A DPO needs to know what personal data is being collected and for what products and services, how that data is being used, and where it’s being stored. A lawyer hired externally might not have as good of a grasp on what the business is doing with the data as someone recruited in-house. “To me, that’s the biggest focus you need to think about when you’re looking for a DPO,” says Thomas Fischer, chief security advocate at Digital Guardian.

A legal background in a DPO role is not the only consideration companies are currently weighing. In the GDPR survey conducted by Varonis, of the 83 percent of respondents whose organization currently has, or is planning to appoint, a DPO, 47 percent said that they would expect the DPO to have a primarily IT-based professional background.

Similarly, a recent survey carried out by the IAPP of nearly 900 privacy professionals found that the DPO is more likely to be someone from information-security or IT (25 percent) or compliance (26 percent) as opposed to someone from a legal background (16 percent), “suggesting that professionals have so far not been required to have a law degree to serve as DPOs,” the report stated.

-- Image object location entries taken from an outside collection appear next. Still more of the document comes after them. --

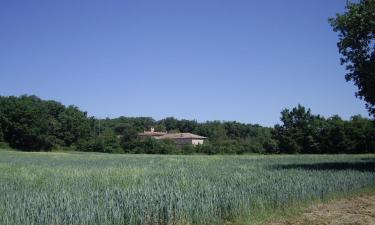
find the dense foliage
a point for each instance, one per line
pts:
(303, 132)
(86, 188)
(356, 28)
(31, 124)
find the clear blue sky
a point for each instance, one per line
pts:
(242, 60)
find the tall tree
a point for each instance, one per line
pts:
(356, 28)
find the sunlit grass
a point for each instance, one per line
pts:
(90, 188)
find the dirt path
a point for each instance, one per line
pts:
(353, 211)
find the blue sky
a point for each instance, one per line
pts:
(240, 60)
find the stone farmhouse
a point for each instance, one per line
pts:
(179, 139)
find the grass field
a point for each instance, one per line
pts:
(88, 188)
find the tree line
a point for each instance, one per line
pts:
(29, 123)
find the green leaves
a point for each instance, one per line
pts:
(356, 28)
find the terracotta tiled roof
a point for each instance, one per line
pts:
(152, 134)
(181, 136)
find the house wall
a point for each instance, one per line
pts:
(197, 141)
(188, 141)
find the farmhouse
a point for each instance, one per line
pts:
(179, 139)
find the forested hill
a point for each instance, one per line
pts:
(31, 124)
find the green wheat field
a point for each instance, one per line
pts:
(89, 188)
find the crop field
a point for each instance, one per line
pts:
(89, 188)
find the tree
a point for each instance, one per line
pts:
(299, 131)
(356, 28)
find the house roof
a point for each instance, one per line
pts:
(181, 136)
(152, 134)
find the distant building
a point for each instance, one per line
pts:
(179, 139)
(151, 133)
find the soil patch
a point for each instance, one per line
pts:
(358, 210)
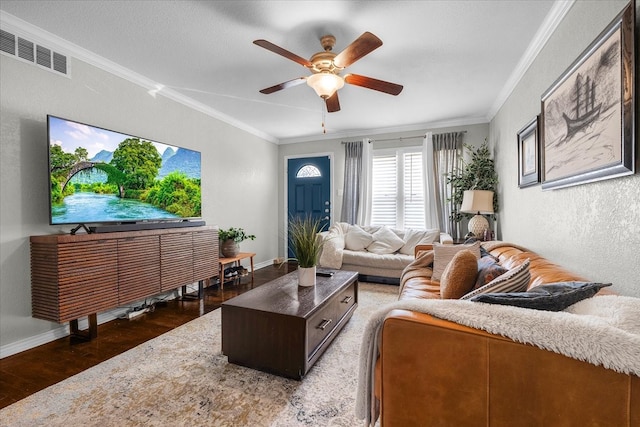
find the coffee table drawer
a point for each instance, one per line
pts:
(320, 325)
(345, 300)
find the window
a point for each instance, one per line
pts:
(397, 189)
(308, 171)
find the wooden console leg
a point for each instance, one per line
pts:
(84, 335)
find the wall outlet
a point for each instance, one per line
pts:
(134, 314)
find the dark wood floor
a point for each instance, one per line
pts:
(33, 370)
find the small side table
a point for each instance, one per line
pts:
(235, 261)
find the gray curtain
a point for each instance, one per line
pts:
(447, 158)
(352, 181)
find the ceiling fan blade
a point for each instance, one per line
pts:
(362, 46)
(285, 85)
(375, 84)
(333, 104)
(283, 52)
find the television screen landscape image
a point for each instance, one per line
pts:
(100, 176)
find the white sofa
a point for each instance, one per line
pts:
(378, 253)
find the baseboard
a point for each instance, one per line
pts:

This may explain why median salaries for DPOs ($106,500) are slightly lower than the overall median ($115,000), which factors in the higher salaries of privacy professionals with a legal background, the report stated. The median salary of DPOs is also weighed down by the role’s prevalence among EU and Canadian respondents, who on average earn lower salaries than their U.S. counterparts. DPOs in the United States are particularly well compensated, at a median salary of $148,000, versus $130,000 for those who do not have DPO responsibilities.

DPO tasks. Other tasks the DPO must fulfill, as described in Article 39 of the GDPR, include:

Inform and advise the organization and its employees of their obligations under data protection law;

Monitor compliance with data protection laws and with the internal policies of the company as it relates to the protection of personal data, including assigning responsibilities; awareness-raising and training of staff involved in processing operations, and related audits;

Provide advice regarding the data protection impact assessment and monitor its performance;

Cooperate with the data protection authorities and act as the point-of-contact on issues relating to processing.

Because the GDPR requires that DPOs interface with both data subjects and regulators, communication is also an essential skill. “Being able to explain very complex and context-specific terms and ideas to a broad audience is really important in this role,” Pfeifle says.

DPO independence. Although the GDPR does not restrict DPOs from holding other roles, it does expressly require that no other tasks and duties give rise to a conflict of interest, meaning that the DPO cannot hold a position with responsibility for determining the purpose and the means of the processing of personal data. This includes senior-management positions—such as the chief executive, chief operating officer, chief financial officer, or head of marketing, HR, or IT.

Other safeguards put in place to ensure independence over the role require that the DPO report to senior-level management; cannot receive instructions by controllers or processors regarding the exercise of tasks; and cannot be dismissed or terminated as it relates to the performance of the DPO role. These requirements apply whether the DPO is appointed on a mandatory or voluntary basis.

The WP29 guidance recommends that the DPO be located within the European Union, even if the controller or the processor is not established in the European Union. In some circumstances where the controller or the processor has no establishment within the EU, however, a DPO may be able to carry out its activities more effectively if located outside the European Union, the guidance stated.

With the enactment of GDPR, the DPO role is new to many companies, and so it remains unclear how this evolving function will interact with other departments and what the median salary will be for this position over the coming year as the number of DPOs rapidly expands. “There is still definitely a lot of uncertainty,” Pfeifle says. “With a year to go, most major organizations still aren’t settled on what they’re going to do.”